Het Voorzitterschap had hiertoe een aanpak langs vier sporen voorgesteld: 1) betere
situational awareness, 2) versterking van het Europees juridisch kader, 3) betere operationele samenwerking,
en 4) meer synergie in het extern optreden van de EU. Over de opvolging van deze acties
zal aan de Raad gerapporteerd worden. De Commissie lichtte daarnaast de belangrijkste
ontwikkelingen in het Schengengebied toe, aan de hand van de vernieuwde Schengenbarometer.
Aan de orde kwam onder andere de toename van irreguliere aankomsten en van secundaire
bewegingen, de toename van heringevoerde binnengrenscontroles en de recente publicatie
van het voorstel voor het herziene visumopschortingsmechanisme.3 Daarnaast stond de Commissie – mede naar aanleiding van de recente terroristische
aanslag in Brussel – stil bij de noodzaak van verbeterde terugkeer, in het bijzonder
van personen die een hoog veiligheidsrisico vormen. De Commissie riep op tot snelle
afronding van de onderhandelingen over de herziene Terugkeerrichtlijn en onderzoekt
de mogelijkheden voor «Schengenterugkeerpilots». De Terugkeercoördinator zal samen
met de lidstaten de vormgeving van dergelijke pilots verder uitwerken.
Nederland heeft de viersporenaanpak op het gebied van mensensmokkel verwelkomd en
daarbij een aantal prioriteiten benadrukt: verbetering van het juridisch kader, betere
en vroegtijdige informatie-uitwisseling, en werkafspraken tussen de EU-agentschappen
en derde landen. Ook riep Nederland op tot regelmatige rapportage over de opvolging
van de geformuleerde acties. Nederland is het met de Commissie eens dat prioriteit
moet worden gegeven aan het verbeteren van terugkeer. In lijn met de motie van het
lid Bisschop4 zet het kabinet zich aanhoudend in voor een aanscherping van de Terugkeerrichtlijn.
Verbetering van terugkeer moet echter niet alleen in het juridische kader gezocht
worden, maar juist ook op de korte termijn in betere operationele en praktische samenwerking,
zowel in de relaties met derde landen als tussen de lidstaten onderling. In dat licht
heeft Nederland de lidstaten opgeroepen ten volle gebruik te maken van het kunnen
delen van terugkeergegevens via het vernieuwde Schengen Informatie Systeem (SIS).
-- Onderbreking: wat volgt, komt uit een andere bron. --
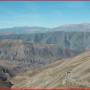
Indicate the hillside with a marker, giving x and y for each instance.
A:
(54, 75)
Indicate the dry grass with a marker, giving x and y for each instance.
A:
(54, 75)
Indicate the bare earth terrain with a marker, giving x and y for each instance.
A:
(71, 72)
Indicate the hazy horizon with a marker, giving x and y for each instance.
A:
(43, 14)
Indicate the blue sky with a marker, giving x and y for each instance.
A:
(45, 14)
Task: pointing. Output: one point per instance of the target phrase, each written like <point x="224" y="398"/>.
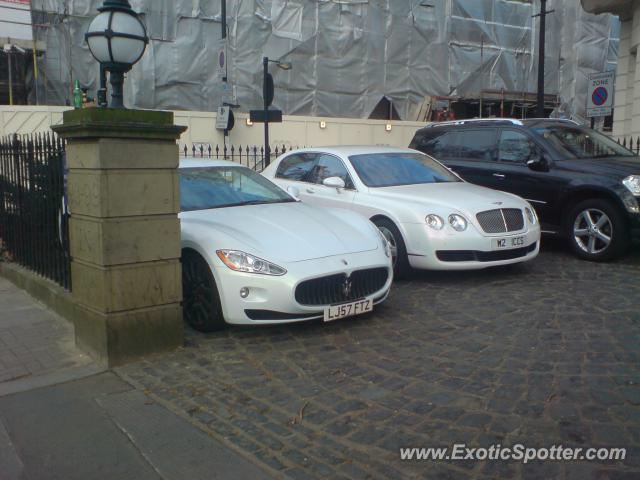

Nederland zal actief bijdragen aan de uitwerking van de door de Commissie geopperde
Schengen-terugkeerpilots.
In de volledige tafelronde werd veel steun uitgesproken voor de voorgestelde concrete
acties ten aanzien van de aanpak van mensensmokkel. Veel lidstaten sloten zich ook
aan bij het belang van grotere inzet op terugkeer. In reactie op de toelichting van
de Commissie over de toename van heringevoerde binnengrenscontroles, gaven meerdere
lidstaten aan deze te hebben ingevoerd met het oog op de verhoogde migratiedruk binnen
het Schengengebied.
3. Implementatie van interoperabiliteit
Agnes Diallo, directeur van eu-LISA (EU agentschap voor beheer van IT-systemen), lichtte
de implementatie roadmap met in begrip van een nieuwe planning toe. De Commissie benadrukte dat implementatie
een gezamenlijke opdracht is en riep de lidstaten op uitvoeringsorganisaties in staat
te stellen om te gaan implementeren. Nederland vroeg bij de Commissie aandacht voor
ruimte om innovatieve toepassingen toe te staan om de uitvoering daadwerkelijk werkbaar
te houden voor uitvoeringsorganisaties. De JBZ-Raad ging akkoord met de roadmap met daarin een aangepaste tijdlijn voor onder andere de inwerkingtreding van het
entry-exit system (EES) en het Europees Systeem voor Reisinformatie en -autorisatie
(ETIAS). De inwerkingtreding van het EES staat nu tentatief gepland voor najaar 2024.
Het ETIAS zou dan volgen in voorjaar 2025.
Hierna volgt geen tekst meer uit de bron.